The University of Otago is helping train young Cook Island general practitioners in a partnership that could benefit both New Zealand and its Pacific neighbour.
Cook Island-born Dr Kiki Maoate is a Canterbury District Health Board paediatric surgeon and the University of Otago, Christchurch’s Associate Dean, Pacific. As a surgeon, he frequently travels to Pacific countries to operate on children with complex cases. As Christchurch’s Associate Dean, Pacific, he is involved in expanding the University’s involvement in the training of young Pacific Island medical professionals.

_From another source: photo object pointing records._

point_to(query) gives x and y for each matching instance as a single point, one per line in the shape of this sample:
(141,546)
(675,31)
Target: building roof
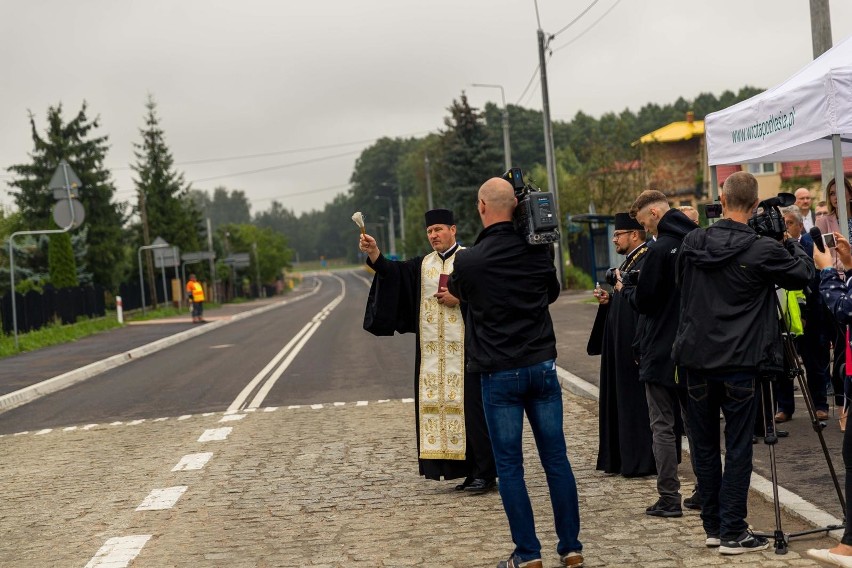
(675,132)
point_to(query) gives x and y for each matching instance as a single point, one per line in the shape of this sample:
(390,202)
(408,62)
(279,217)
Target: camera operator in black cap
(624,442)
(728,337)
(657,300)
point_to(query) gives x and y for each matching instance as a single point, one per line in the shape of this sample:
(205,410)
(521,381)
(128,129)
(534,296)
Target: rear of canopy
(807,117)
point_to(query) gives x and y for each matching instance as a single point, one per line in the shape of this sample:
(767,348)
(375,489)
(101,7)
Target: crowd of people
(689,330)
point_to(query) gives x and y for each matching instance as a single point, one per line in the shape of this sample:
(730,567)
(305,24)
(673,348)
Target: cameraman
(508,285)
(728,336)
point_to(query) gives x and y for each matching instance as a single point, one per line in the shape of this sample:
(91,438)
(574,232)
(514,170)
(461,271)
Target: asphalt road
(337,361)
(340,362)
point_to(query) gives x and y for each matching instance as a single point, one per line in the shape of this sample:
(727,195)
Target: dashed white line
(118,552)
(160,499)
(232,417)
(193,461)
(215,434)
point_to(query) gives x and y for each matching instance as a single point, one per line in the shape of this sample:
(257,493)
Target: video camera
(629,278)
(767,219)
(535,216)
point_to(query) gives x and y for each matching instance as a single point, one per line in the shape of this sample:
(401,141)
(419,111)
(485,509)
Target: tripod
(795,370)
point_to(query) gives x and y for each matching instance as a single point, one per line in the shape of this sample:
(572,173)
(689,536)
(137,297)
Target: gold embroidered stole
(441,380)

Cook Islands-born surgeon leading training development
Dr Maoate says the Cook Islands’ Ministry of Health has developed a rural health diploma for its doctors, in partnership with the University of Otago. The Cook Island government issues the qualification and it can only be used in that country, meaning new skills benefit the local population. It provides a much-needed pathway, not previously available, for Cook Island medical practitioners to progress to being rural health specialists.
Diploma students do a placement in a New Zealand rural health setting as part of the course, so get both experience of a new medical environment and soak up expertise from the Kiwi doctors they work alongside.
New diploma gives Kiwi experience and extra qualification
“One of the benefits of this diploma is that in future these more highly-trained GPs will be able to triage patients in their own country and better determine those patients who really need to come to New Zealand for care. That will save money for New Zealanders as it is expensive to move patients. It will also raise the level of important primary care in the Cook Islands.”